StringBuilders

In the previous section, we saw that building large strings from small pieces by concatenating them together is very inefficient. This inefficiency is due to the fact that strings are immutable. In order to overcome the inefficiency of concatenation, we need an alternative data structure that we can modify. The StringBuilder class fills this need.

Like strings, StringBuilders implement sequences of characters, but the contents of StringBuilders can be changed. The StringBuilder class has six constructors. The simplest StringBuilder constructor takes no parameters and constructs an empty StringBuilder — i.e., a StringBuilder containing no characters:

StringBuilder sb = new();

We can then modify a StringBuilder in various ways. First, we may append a char to the end using its Append method. This method not only changes the contents of the StringBuilder, but it also returns a reference to it. Thus if we have char variables, a, b, and c, and a StringBuilder variable sb, we can write code such as:

sb.Append(a).Append(b).Append(c);

The first call to Append appends the contents of a to sb, and returns sb. Thus, the second call to Append also applies to sb - it appends the contents of b. Likewise, the third call appends the contents of c.

Because this method changes a StringBuilder, rather than constructing a new one, its implementation is very efficient - in most cases, only the appended character needs to be copied (see “Implementation of StringBuilders” for details). This class has other Append methods as well, including one that appends the contents of a given string. This method likewise only needs to copy the appended characters.

Let us now return to the problem of converting all lower-case letters in a string to upper-case, converting all upper-case letters to lower-case, and leaving all other characters unchanged. We can use a StringBuilder as an intermediate data structure to do this much more efficiently than the code presented in the previous section:

StringBuilder sb = new();
for (int i = 0; i < text.Length; i++)
{
    char c = text[i];
    if (char.IsLower(c))
    {
        sb.Append(char.ToUpper(c));
    }
    else if (char.IsUpper(c))
    {
        sb.Append(char.ToLower(c));
    }
    else
    {
        sb.Append(c);
    }
}
string result = sb.ToString();

On most iterations, the above loop only copies one character. In addition, the call to the StringBuilder’s ToString method copies each character in the result. If text is 100,000 characters long, this is a total of 200,000 character copies. Using the StringBuilder implementation described in the next section, there are some iterations that copy more than one character, but even if we account for this, it turns out that fewer than 400,000 characters are copied, as opposed to over five billion character copies when strings are used directly (see the previous section).
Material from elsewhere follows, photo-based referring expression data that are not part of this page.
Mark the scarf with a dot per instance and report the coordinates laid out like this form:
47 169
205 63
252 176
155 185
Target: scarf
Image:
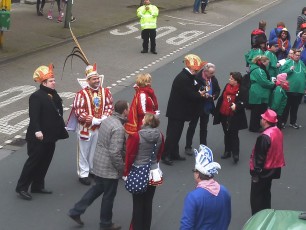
229 97
210 185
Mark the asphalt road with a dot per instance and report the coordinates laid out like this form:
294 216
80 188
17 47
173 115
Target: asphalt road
226 49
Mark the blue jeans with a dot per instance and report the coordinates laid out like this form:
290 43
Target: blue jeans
109 189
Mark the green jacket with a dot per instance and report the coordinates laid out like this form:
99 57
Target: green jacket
278 100
249 56
272 69
261 87
296 77
148 18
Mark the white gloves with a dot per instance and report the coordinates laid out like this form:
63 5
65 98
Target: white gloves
96 121
39 135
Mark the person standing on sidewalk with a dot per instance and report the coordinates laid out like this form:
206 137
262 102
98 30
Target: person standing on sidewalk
46 127
108 168
91 105
208 83
296 76
183 105
208 206
148 14
266 161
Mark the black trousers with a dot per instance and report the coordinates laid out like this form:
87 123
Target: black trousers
293 103
36 166
142 209
40 6
146 35
173 136
231 138
204 119
261 195
256 111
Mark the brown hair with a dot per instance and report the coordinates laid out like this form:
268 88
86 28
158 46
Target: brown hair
151 120
143 79
262 25
237 76
261 58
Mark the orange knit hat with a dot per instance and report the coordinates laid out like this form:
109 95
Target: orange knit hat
43 73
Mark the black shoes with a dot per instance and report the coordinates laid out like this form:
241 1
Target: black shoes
24 195
41 191
226 155
76 218
235 158
112 227
179 158
167 161
145 51
85 181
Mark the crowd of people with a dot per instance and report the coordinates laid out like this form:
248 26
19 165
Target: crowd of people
122 140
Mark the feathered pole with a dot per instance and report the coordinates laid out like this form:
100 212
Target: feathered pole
76 51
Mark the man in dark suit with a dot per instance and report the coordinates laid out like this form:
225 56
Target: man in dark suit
184 100
45 128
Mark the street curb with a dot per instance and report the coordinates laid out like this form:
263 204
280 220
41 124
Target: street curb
68 40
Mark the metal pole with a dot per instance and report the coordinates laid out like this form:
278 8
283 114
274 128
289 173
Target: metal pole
68 13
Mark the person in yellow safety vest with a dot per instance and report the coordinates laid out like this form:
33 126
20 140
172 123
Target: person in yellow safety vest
148 16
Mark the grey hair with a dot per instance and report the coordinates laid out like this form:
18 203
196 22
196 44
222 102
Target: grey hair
209 65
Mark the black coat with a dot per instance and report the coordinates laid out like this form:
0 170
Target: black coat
238 121
184 100
46 115
215 91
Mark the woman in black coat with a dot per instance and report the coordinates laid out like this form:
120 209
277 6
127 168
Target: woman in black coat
230 112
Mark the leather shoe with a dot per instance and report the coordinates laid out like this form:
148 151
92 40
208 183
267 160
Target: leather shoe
112 227
76 218
179 158
85 181
167 161
25 195
42 191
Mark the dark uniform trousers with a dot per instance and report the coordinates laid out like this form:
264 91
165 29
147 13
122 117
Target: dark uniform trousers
146 35
36 166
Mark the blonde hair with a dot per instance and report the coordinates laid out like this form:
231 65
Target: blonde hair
151 120
143 79
261 58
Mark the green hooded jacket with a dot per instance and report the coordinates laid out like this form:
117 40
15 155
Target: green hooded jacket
261 87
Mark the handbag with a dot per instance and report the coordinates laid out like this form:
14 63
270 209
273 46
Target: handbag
156 176
138 178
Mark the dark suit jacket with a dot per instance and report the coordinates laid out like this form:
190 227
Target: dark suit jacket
46 115
184 99
238 121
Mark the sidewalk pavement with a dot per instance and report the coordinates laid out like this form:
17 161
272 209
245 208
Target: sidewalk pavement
30 33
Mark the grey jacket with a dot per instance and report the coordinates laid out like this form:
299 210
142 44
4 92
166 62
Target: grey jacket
147 138
108 160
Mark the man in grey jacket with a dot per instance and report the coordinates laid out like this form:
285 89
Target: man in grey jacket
108 168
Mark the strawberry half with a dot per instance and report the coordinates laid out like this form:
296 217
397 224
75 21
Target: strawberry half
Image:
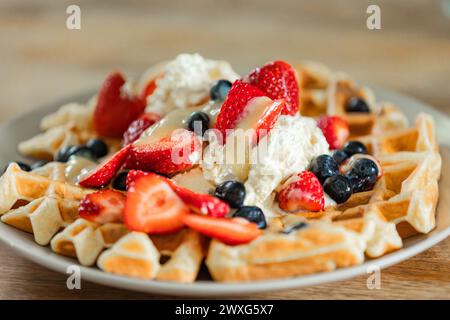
278 80
229 231
335 129
106 171
115 110
198 202
234 106
103 206
304 192
138 126
168 156
153 207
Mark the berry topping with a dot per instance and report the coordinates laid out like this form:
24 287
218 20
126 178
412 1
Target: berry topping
339 156
277 80
198 122
354 147
98 147
324 167
363 174
115 109
168 156
356 104
106 171
138 126
220 90
120 182
232 231
335 129
103 206
233 108
338 188
304 192
252 214
153 207
232 192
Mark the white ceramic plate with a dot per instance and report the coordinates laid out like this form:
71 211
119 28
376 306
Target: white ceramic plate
27 125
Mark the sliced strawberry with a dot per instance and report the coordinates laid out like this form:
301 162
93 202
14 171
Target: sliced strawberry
167 156
234 107
103 206
138 126
277 80
229 231
152 206
335 129
198 202
105 171
115 109
303 192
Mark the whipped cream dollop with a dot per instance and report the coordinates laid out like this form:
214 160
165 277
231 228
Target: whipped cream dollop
186 81
288 149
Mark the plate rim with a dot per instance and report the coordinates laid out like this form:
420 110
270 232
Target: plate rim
203 288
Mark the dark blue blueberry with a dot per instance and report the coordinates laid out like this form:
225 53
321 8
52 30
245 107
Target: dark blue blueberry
357 104
252 214
339 156
232 192
295 227
120 182
362 175
98 147
354 147
38 164
198 122
338 188
23 166
324 167
220 90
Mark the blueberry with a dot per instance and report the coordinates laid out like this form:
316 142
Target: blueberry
252 214
120 182
23 166
63 154
338 188
362 175
324 167
232 192
98 147
220 90
198 120
38 164
357 104
339 156
354 147
295 227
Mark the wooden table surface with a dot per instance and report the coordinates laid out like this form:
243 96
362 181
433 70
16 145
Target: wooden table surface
41 61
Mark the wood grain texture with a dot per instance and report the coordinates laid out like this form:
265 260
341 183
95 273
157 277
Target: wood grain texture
41 60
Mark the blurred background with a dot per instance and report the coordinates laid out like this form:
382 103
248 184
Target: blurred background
41 60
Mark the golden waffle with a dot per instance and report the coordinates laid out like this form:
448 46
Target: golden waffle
70 125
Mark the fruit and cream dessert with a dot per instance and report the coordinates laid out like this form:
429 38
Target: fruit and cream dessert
194 161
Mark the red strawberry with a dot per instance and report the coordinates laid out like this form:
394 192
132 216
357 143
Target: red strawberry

The .NET StringBuilder implementation performs even better. In either case, the above code runs in O(n) time, where n is the length of text; i.e., as n gets large, the running time is at worst proportional to n. Thus, its performance degrades much less rapidly than the O(n2) code that uses strings directly.

A program that runs the above code and the code given in the previous section on user-provided text files can be obtained by creating a Git repository (see “Git Repositories”) using this URL. A noticeable performance difference can be seen on text files larger than 100K - for example, the full text of Lewis Carroll’s Through the Looking Glass.

StringBuilders have some features in common with strings. For example, we access individual characters in a StringBuilder by indexing; i.e., if sb is a StringBuilder variable, then sb[0] accesses its first character, sb[1] accesses its second character, etc. The main difference here is that with a StringBuilder, we may use indexing to change characters; e.g., we may do the following, provided sb contains at least 3 characters:

sb[2] = 'x';

A StringBuilder also has a Length property, which gets the number of characters contained. However, we may also set this property to any nonnegative value, provided there is enough memory available to provide this length. For example, we may write:

sb.Length = 10;

If the new length is shorter than the old, characters are removed from the end of the StringBuilder. If the new length is longer that the old, chars containing the Unicode NULL value (0 in decimal) are appended.

Warning

The Unicode NULL value is different from a null reference. Because char is a value type, a char cannot store a null reference.

StringBuilders have many other methods to allow various kinds of manipulation - see the documentation for the StringBuilder class for details. There is also a StringBuilder constructor that takes a string as its only parameter and constructs a StringBuilder containing the contents of that string.